Introduction to time series modeling
Since the basic rules of a general ML-based model are that the observations should be independent of each other; therefore, the ML models can’t be applied directly to these datasets. This is where time series modeling (aka forecasting) comes into the picture.
Time series modeling or forecasting is used to predict events through a sequence of time. It predicts future events by analyzing the trends of the past, on the assumption that future trends will hold similar to historical trends. Therefore, the application of time series modeling is almost everywhere in the real world, such as forecasting company sales/revenue, predicting stock prices, weather forecasts, etc.
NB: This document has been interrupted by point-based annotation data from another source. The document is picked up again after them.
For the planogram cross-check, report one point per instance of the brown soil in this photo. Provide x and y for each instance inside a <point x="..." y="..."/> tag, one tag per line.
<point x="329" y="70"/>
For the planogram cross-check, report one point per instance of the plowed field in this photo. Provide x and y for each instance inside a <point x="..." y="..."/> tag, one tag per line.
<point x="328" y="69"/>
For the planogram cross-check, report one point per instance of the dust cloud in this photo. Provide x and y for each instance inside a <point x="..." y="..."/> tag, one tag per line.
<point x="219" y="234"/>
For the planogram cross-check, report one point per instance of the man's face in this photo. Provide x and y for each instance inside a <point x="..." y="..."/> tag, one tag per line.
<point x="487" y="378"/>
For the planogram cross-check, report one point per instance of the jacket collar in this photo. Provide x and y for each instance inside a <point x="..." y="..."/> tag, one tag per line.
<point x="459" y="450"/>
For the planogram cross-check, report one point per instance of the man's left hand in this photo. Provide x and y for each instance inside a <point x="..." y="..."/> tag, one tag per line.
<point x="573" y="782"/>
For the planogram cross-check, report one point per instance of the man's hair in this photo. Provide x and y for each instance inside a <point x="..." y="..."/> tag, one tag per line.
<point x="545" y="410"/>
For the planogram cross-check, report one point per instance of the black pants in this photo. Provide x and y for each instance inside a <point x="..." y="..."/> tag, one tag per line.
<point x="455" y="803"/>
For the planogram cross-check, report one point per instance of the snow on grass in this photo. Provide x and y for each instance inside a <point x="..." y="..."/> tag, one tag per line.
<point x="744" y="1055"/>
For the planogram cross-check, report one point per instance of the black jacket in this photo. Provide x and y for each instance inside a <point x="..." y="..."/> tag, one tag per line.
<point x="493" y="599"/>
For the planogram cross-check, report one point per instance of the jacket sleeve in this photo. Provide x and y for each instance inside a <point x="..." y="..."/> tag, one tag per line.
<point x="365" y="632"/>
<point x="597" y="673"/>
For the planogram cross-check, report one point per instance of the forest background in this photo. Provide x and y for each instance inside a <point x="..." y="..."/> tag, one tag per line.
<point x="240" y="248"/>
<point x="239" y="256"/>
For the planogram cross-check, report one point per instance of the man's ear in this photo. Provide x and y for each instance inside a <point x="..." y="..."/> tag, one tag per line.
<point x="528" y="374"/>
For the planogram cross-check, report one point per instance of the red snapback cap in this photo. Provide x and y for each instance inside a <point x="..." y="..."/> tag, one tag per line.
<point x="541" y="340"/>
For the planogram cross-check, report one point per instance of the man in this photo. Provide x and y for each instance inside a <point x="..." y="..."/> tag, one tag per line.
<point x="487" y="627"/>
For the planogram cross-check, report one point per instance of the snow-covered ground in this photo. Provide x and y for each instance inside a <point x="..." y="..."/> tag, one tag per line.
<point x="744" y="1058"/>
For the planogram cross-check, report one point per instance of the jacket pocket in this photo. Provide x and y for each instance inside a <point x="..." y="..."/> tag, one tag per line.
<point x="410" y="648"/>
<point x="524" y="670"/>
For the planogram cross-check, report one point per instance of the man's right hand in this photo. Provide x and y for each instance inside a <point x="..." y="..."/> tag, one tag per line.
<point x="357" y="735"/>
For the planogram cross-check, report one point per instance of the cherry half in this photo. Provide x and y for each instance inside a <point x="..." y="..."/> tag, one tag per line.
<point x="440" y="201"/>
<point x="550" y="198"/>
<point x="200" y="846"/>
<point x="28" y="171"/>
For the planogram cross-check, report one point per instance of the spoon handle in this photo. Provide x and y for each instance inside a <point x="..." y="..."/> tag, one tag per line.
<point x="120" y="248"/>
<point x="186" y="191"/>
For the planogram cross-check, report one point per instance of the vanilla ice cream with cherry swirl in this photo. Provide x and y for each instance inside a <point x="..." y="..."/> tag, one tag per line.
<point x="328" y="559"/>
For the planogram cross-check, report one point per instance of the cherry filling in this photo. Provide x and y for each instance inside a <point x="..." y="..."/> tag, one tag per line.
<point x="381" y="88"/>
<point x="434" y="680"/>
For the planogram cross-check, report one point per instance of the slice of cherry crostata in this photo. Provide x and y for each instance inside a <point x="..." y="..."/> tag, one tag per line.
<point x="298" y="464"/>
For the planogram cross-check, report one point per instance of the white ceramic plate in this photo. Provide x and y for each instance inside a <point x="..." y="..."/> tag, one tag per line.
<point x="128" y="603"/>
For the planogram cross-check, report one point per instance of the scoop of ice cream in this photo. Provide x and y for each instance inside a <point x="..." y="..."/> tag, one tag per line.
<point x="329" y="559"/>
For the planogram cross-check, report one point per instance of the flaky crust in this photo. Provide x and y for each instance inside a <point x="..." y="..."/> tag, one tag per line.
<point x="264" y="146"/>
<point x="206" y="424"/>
Let’s look at some common approaches or modeling techniques used to forecast time series data.
- Moving averages (MA): This is the simplest way to forecast any time series data. As the name suggests, we use moving averages as the forecast value. For example, the sales of the next day would be roughly the average of the last three days.
- EWMA/Exponential Smoothening: Exponentially weighted moving average or Exponential Smoothening is similar to the concept of the Moving average, except that it gives more weight to the most recent observations.
- ARIMA stands for Autoregressive Integrated Moving Average. This is the first step towards supervised modeling (training model on the historical data to learn patterns). We will deep-dive more into this in the following section.
- Statistical models (such as TBATS, TSLM, ETS, etc.) have been in focus for many years and are still actively used in research.
- Prophet is an open-source Python (and R) library developed by Facebook to forecast time series data
- LSTM (Long Short-Term Memory) was the major breakthrough when Deep learning picked up the pace. It is a type of RNN (recurrent neural network) that learn the order dependence between items in a sequence.
In this article, we will deep-dive into time series modeling using ARIMA.
Introduction to ARIMA
ARIMA (AutoRegressive Integrated Moving Average) is the most common and widely used time series modeling technique.
Let’s break down these individual terms:
- AR (Auto Regressive): This means that the model uses the dependent relationship between an observation and some predefined number of lagged observations (also known as “time lag”)
- I (Integrated) means that the model subtracts an observation from observation at the previous time step in order to make the time-series stationary, i.e., constant mean and standard deviation.
- MA (Moving average) means that the model uses the relationship between the residual error (difference of forecasted value minus the actual value) and the observations
Overall, there are three main parameters for the ARIMA model which we need to tune:
- p is the number of lag observations (AR)
- d is the degree of differencing (I)
- q is the size/width of the moving average window (MA)
Earlier, we needed to test whether the time series is stationary or not and then accordingly identify the optimal set of (p,d,q) values. But with the evolution of Auto ARIMA, these steps are no longer required.
To understand more, let’s quickly get started by using ARIMA for forecasting stock prices.
Install the following Python libraries to follow along with this tutorial:
pip install numpy pip install pandas pip install sklearn pip install yfinance pip install pmdarima pip install statsmodels
Getting the Data
Getting any stock price is simply using the Yahoo finance API via the yfinance library.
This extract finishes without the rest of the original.